Peter Sean Brown was born in Philadelphia and was unlawfully detained by the Monroe County Florida Sheriff’s Office. They threatened him with deportation to Jamaica and mocked his pleas for help. Now he’s teamed with the Southern Poverty Law Center and on Monday, he filed a lawsuit against Monroe County Sheriff Rick Ramsay.
“There has to be a stop at some point,” Brown said, “before it becomes all of us.”
Per the SPLC Center:
The suit is the first to challenge a Florida sheriff for unlawfully detaining people at ICE’s request as part of a Basic Ordering Agreement (BOA), ICE’s latest scheme to use local law enforcement to find and deport immigrants.
It’s worth noting that 17 Florida counties reportedly receive $50 for every person they detain for ICE.
Per The Miami Herald:
Brown turned himself into the Monroe County Sheriff’s Office for a probation violation on April 5 after he tested positive for marijuana, according to The Miami Herald. He was charged with resisting an officer with violence in 2016 and sentenced to drug offender probation for two years and six months.

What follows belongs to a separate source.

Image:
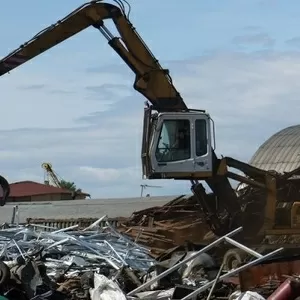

On April 26, a judge added 12 more months to his probation and ordered Brown’s release. Instead, he remained in custody and was later told he was on his way to an ICE detention center in Miami. His eventual destination was going to be Jamaica, a country he only visited once during a cruise.
Despite his efforts to repeatedly prove he’s an American citizen, the sheriff’s office insisted on holding him.
“It is not up to us to determine the validity of the ICE hold. That is between you, your attorney and ICE,” the office wrote in response to one of his requests.
The officers even made fun of his plight, according to the lawsuit filed by the ACLU.
“The Sheriff’s officers mocked him. After Mr. Brown told them he was born in Philadelphia, one of the guards sang him the theme song to the 1990s TV show Fresh Prince of Bel Air—which references being ‘born and raised’ in West Philadelphia. The guard then told Mr. Brown to stop ‘bothering’ him,” it read.
Officers also told Brown, “Yeah, whatever mon, everything’s gonna be alright,” in a Jamaican accent.
As a gay man, Brown was especially worried about Jamaica’s climate of homophobia.
“Mr. Brown was terrified. As a gay man, he feared that he would be subject to abuse in detention once he arrived in Jamaica,” said legal documents.
He was eventually taken into ICE custody and it wasn’t til Brown’s roommate faxed his birth certificate to ICE agents did they finally agree to review the document. Once they confirmed he was a citizen, he was released on April 27, days before his scheduled trip to Jamaica.
“I would never have expected in a million years that this would happen,” Brown said in a video from the ACLU. “With policies like this and people implementing them like that, it’s only going to continue. There has to be a stop to it at some point before it becomes all of us.”
The suit is asking for monetary compensation for damages and payment of Brown’s legal fees, the report states.